One afternoon, one of his customers called me down from my study. “I suppose you know the latest about Dr. T****?” she said.

Dr. T**** was the one who had collected the vestry signatures on the letter that asked me to leave my parish in tiny Fort Valley, GA. (See a full account in Christianity & Crisis 37.9-10 (1977): 140- 144.)

“What?” I asked.

“Chile,” she replied, “he not only has the five children by his own wife, but is about to be a father of another by his mistress!”

Later that evening, I called my friend and mentor The Rev. Grant Gallup, a.k.a. “Mary Rattlebeads,” chaplain to Integrity’s first chapter in Chicago.

“Should I send Dr.
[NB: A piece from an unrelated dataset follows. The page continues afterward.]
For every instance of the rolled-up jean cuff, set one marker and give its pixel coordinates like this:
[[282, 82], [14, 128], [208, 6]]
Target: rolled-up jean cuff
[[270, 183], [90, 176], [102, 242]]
T**** a Father’s Day card?” I asked, armed with this delicious dirt on him.

“You will do nothing of the kind,” Grant replied. “A new baby is coming into the world, and that child deserves all your attention, not your petty grievance against Dr. T****. If you genuinely care about this child, you might contact its mother and offer to sponsor it for baptism, but only if you intend in some important ways to contribute substantially to the baby’s well being.”

Christians in Thessalonica had an unchallenged reputation for authentic conviction throughout the region in spite of the persecution they endured. Fruits of the Spirit, particularly when we are not noticing them, are required if want to be sure of God’s presence among us. We need those about us who will steadily hold us to God’s high standards.

Matthew 22:15-22

As I have noted before, The Gospels are filled with trick questions, questions that would damn Jesus with at least one part of the audience no matter how he answered them. His enemies tried to provoke him to say things that would prompt the Romans to punish him.

“Should we pay tribute to Caesar?” Caesar’s image was on the official money of the realm, and in the minds of some that meant Caesar was god of the moment. A good Jew made no images of God whatsoever.

If Jesus said “Yes. we should pay tribute to Caesar,” he would seem to be acknowledging Caesar’s claims to deity, and if not that, would at least seem to collaborate with the oppressor.

If Jesus said “no,” he could be charged with treason or promoting insurrection. Jesus was cagey, and answered without a ‘yes’ or a ‘no’:
Render under to Caesar what is Caesar's and unto God what is God’s.
What is Caesar’s? Caesar’s picture on the coin might suggest that the coin, or the despised taxes are Caesar’s to command. But that’s interpretation. Jesus is not so clear as he wants each side to think he might be. He buys time without compromising his conviction. He renders unto God that which is God’s, in this case, his very life itself.